其实方才师弟压着他时,他便感觉出来了,没了灵力加持,单拼体力,他敌不过师弟。

师弟在这极寒之地,看起来并不像是他想像中那么一吹就倒的模样,反倒是他被冻得瑟瑟发抖。

所以,师弟选这模式,可能不是打肿脸充胖子,而是真的体质适宜待在这样的地方静养?

叶尤州沉默良久。

他进来看师弟的意义是什么?就是为了被师弟当成外来者的又啃又咬吗?

叶尤州将手中的暖炉塞到昏睡的师弟怀中,打算起身离去。

才走了两步,身后就传出一阵嘤咛。

叶尤州回头,只见师弟唇角渗出一道血色,沉睡的面容上亦是含着丝痛苦。

叶尤州大惊,他再次搭上师弟的腕,脉象细碎薄弱,和刚刚马达般奔腾的脉搏比起来,现在简直就像是垂危了的老人。

怎么会这样?

眼见师弟唇边的鲜血越渗越多,嘴唇也渐渐发紫,呼吸更是如羽毛般微弱后,叶尤州醒悟了。

师弟是中毒了。

药宗弟子给错药了。

这两个认知简直如晴天霹雳般,在叶尤州耳边炸开。

在这草木不生的冰雪之地,他要怎么给师弟解毒?况且他根本不通药理,所谓书到用时方恨少,便是他现在的状况了。

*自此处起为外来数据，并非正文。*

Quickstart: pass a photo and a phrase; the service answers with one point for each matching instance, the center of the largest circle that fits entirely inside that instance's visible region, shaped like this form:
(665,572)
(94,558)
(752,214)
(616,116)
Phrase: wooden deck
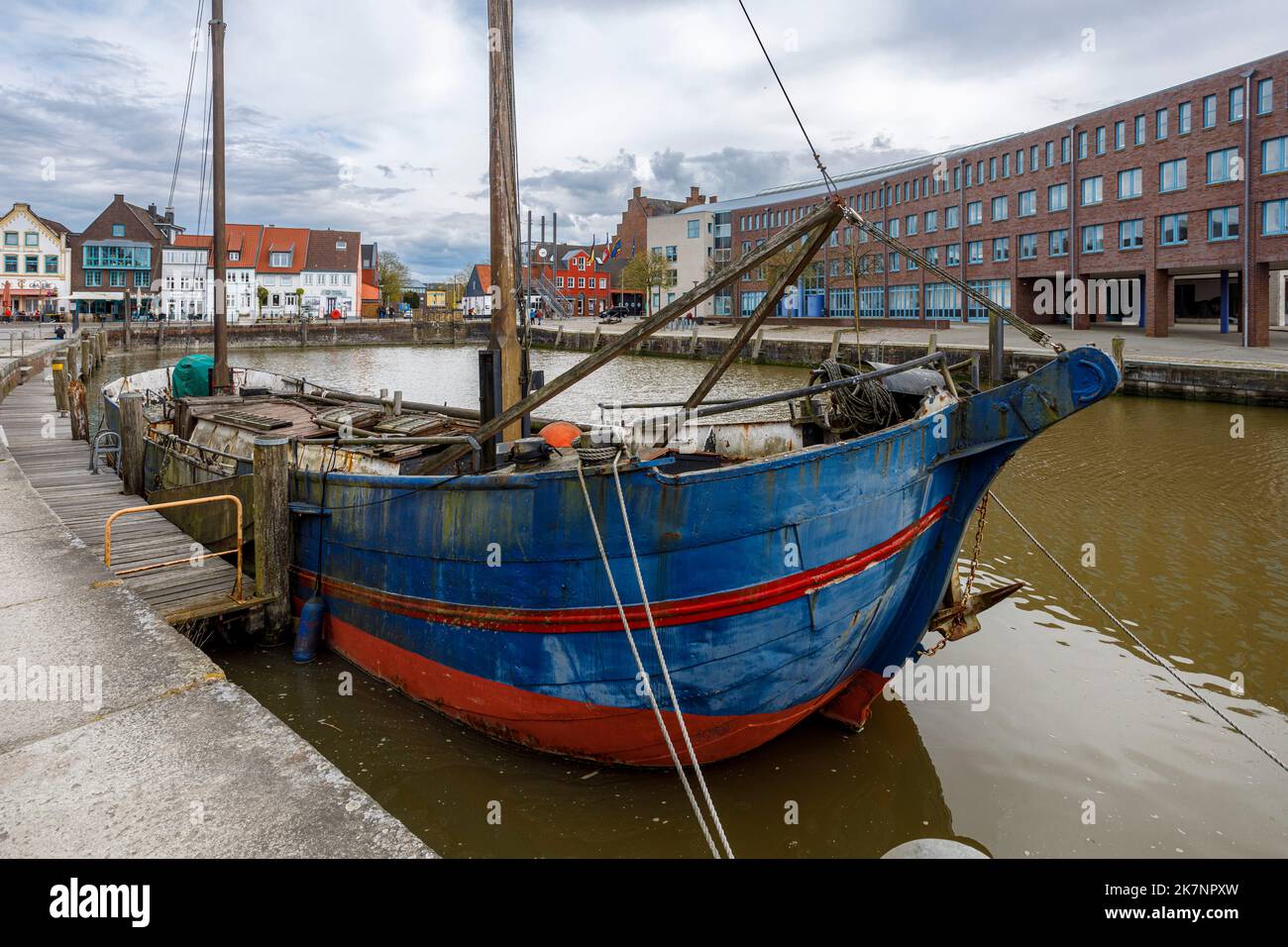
(58,468)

若是灵力尚存,他还能替其逼出毒来,再不济也能将毒引渡过来,再出去医治。可现在他灵力被封,简直是走向了一条死路。

叶尤州在这不大的岩洞中徘徊着,眼见师弟脸色愈发苍白,整个人更如纸片般易碎后,叶尤州被心中的愧疚折磨的无法静心,他决定死马当活马医了。

他从储物囊中掏出了一副针灸包,挑选了一根最细的针,他牵起师弟的手,狠心扎了下去。

针尖刺破了如葱的玉指,几滴鲜血滴落在绒毯上,温自怜却仍是闭着眼,只眉间轻蹙了。